Question

The center of a circle is (2a-1, a). Find the value of a, if the circle passes through the point (10, -2) and has diameter $10\sqrt 2$ units.

Answer 1

Hint: In this question use the distance formula that is $d = \sqrt {{{\left( {{x_1} - x} \right)}^2} + {{\left( {{y_1} - y} \right)}^2}}$ , where x, y are the general points lying on the circle that is (10, -2) in this case. So find the distance between the center of the circle and the given point of the circle, then use the concept that distance between the center and any general point on the circle is actually the radius.

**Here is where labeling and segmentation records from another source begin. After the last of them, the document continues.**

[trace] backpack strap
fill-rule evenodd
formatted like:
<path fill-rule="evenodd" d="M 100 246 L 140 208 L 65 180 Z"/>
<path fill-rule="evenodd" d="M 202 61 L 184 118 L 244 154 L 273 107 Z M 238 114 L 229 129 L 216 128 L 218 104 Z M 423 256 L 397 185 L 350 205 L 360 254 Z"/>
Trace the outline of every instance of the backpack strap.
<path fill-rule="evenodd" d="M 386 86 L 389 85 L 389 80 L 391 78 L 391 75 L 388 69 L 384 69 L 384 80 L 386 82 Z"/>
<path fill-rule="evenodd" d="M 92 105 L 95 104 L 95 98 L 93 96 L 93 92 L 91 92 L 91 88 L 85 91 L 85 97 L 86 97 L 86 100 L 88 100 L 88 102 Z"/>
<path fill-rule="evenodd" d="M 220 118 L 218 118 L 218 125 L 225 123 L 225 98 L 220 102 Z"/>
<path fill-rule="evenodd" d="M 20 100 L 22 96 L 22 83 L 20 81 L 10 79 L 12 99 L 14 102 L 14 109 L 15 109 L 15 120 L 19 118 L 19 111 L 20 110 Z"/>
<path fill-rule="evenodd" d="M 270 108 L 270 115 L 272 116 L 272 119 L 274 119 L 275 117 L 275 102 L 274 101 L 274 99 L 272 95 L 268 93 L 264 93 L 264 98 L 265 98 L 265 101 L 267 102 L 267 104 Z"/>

This will help approaching the problem.

Complete step-by-step answer:

Given data:
Center of a circle is (2a – 1, a).
Circle passes through the point (10, -2).
And has diameter (D) = 10 $\sqrt 2$ units.
As we all know that the distance from the center on the circumference of the circle is nothing but the radius of the circle, as shown in the figure.
Let the point on the circumference of the circle is (x, y)
Therefore, (x, y) = (10, -2)
And let the center of the circle be $\left( {{x_1},{y_1}} \right) = \left( {2a - 1,a} \right)$
Now as we all know that the distance between the two points is given as
$d = \sqrt {{{\left( {{x_1} - x} \right)}^2} + {{\left( {{y_1} - y} \right)}^2}}$
And this distance is nothing but the radius of the circle so, d = r, where r is the radius of the circle.
Now as we all know that the radius of the circle is half of the diameter (D) of the circle.
Therefore, $r = \dfrac{D}{2} = \dfrac{{10\sqrt 2 }}{2} = 5\sqrt 2$ Units.
Therefore, $d = r = \sqrt {{{\left( {{x_1} - x} \right)}^2} + {{\left( {{y_1} - y} \right)}^2}}$
Now substitute the values in the above equation we have,
$\Rightarrow 5\sqrt 2 = \sqrt {{{\left( {2a - 1 - 10} \right)}^2} + {{\left( {a - \left( { - 2} \right)} \right)}^2}}$
Now squaring on both sides we have,
$\Rightarrow {\left( {5\sqrt 2 } \right)^2} = {\left( {\sqrt {{{\left( {2a - 1 - 10} \right)}^2} + {{\left( {a - \left( { - 2} \right)} \right)}^2}} } \right)^2}$
Now simplify this we have,
$\Rightarrow 25\left( 2 \right) = {\left( {2a - 1 - 10} \right)^2} + {\left( {a - \left( { - 2} \right)} \right)^2}$
$\Rightarrow 50 = {\left( {2a - 11} \right)^2} + {\left( {a + 2} \right)^2}$
Now open the square according to property ${\left( {a - b} \right)^2} = {a^2} + {b^2} - 2ab{\text{ and }}{\left( {a + b} \right)^2} = {a^2} + {b^2} + 2ab$ so we have,
$\Rightarrow 50 = 4{a^2} + 121 - 44a + {a^2} + 4 + 4a$
$\Rightarrow 5{a^2} + 75 - 40a = 0$
Now divide by 5 throughout we have,
$\Rightarrow {a^2} - 8a + 15 = 0$
Now factorize this equation we have,
$\Rightarrow {a^2} - 3a - 5a + 15 = 0$
$\Rightarrow a\left( {a - 3} \right) - 5\left( {a - 3} \right) = 0$
$\Rightarrow \left( {a - 5} \right)\left( {a - 3} \right) = 0$
$\Rightarrow a = 5,3$
So this is the required value of (a) such that the circle passes through the point (10, -2) has diameter $10\sqrt 2$ units.
So this is the required answer.

Note:There is a very important criteria regarding the circle that is generally considered as the locus of points that are moving at a constant distance from a fixed point, this fixed point is considered as the center of the circle and these moving points at a constant distance are the general points on the circle called as radius, hence the distance between the centre and point (10,-2) is taken as r.